Fortunately, Technology Specialist, who manages around 60 clients under MSP contract, many of which are longtime clients, were able to recover all of its managed clients’ data.

Many clients were understanding and that there was nothing Technology Specialist could have done to stop this. “Nothing is 100% safe anymore,” said Tipton.

The company had some issues restoring data, “part of it had to do with download speeds because everybody was trying to hit data centers at the same time, but luckily some clients, we were just backing up their files, like their QuickBooks off-site, and that’s all they were really concerned about,” he said.

Tipton found out the hackers came in through a form and injected a malicious code into the system. “The system took it and ran with it, and being a computer, it’s not going to care what the code tells it to do, it’s just going to do it.”

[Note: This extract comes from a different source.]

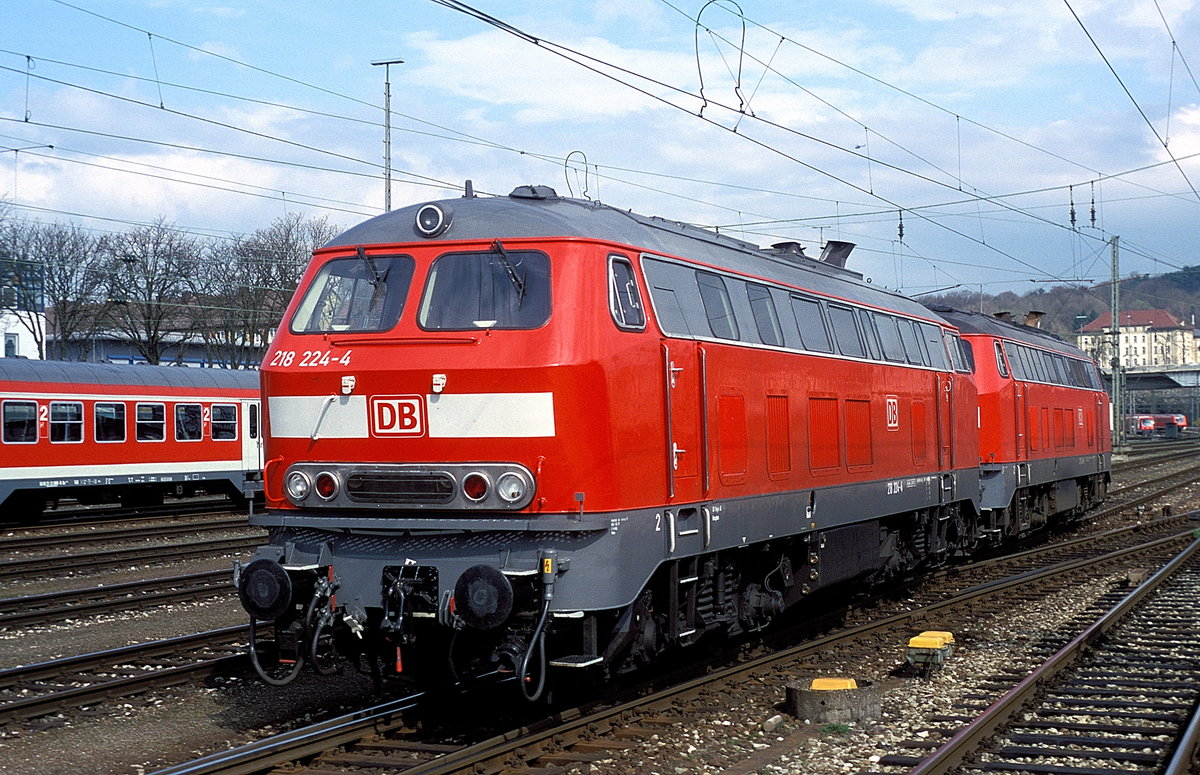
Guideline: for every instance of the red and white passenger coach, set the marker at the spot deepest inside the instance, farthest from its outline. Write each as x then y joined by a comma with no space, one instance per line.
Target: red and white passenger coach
105,433
523,433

Lessons Learned from the Kaseya Attack

Since the attack, Tipton is changing the way the company is backing up clients’ data. He also is changing his disaster recovery plan, especially how it’s stored – the attack left him without access to the file on his computer and on other server locations where it was stored.

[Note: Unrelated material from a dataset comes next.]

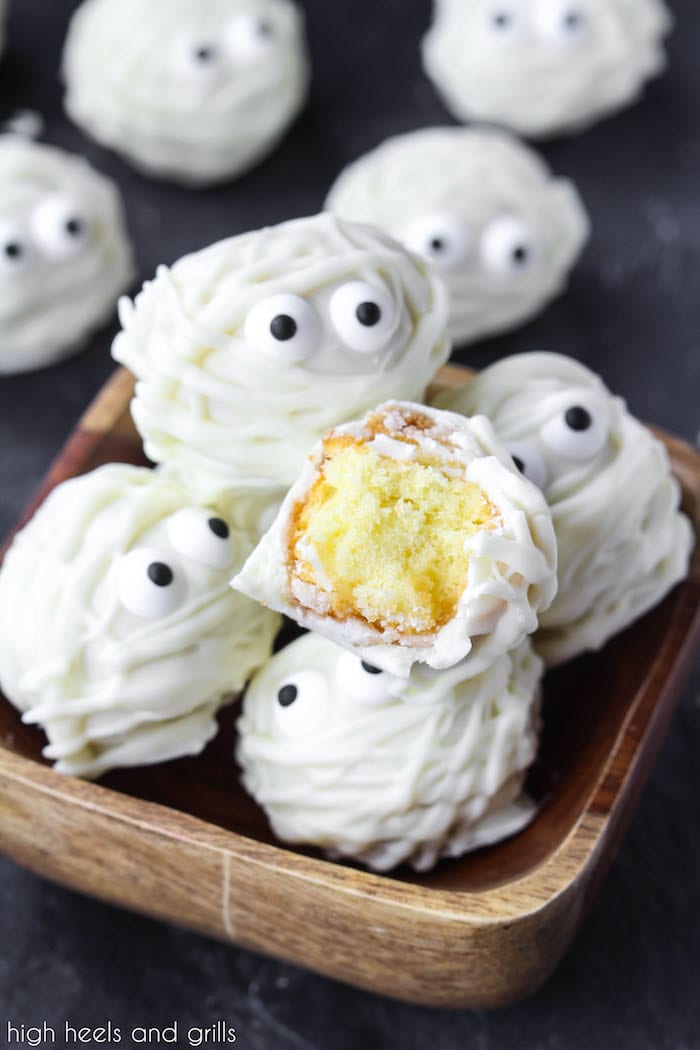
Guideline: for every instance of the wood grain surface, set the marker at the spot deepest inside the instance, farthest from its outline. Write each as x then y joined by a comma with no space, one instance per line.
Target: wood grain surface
183,841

It took the company almost 36 hours to get its password vault restored. Paper printouts of recovery plans and passwords are some things he noted changing.

Tipton was grateful and overwhelmed by the outpouring of support he received from the IT community. He ex-business partner came in to help, people donated servers, and even clients pitched in to help not only get their company back up, but other clients as well.

The Kaseya attack was not just an attack on MSPs, but the entire IT community.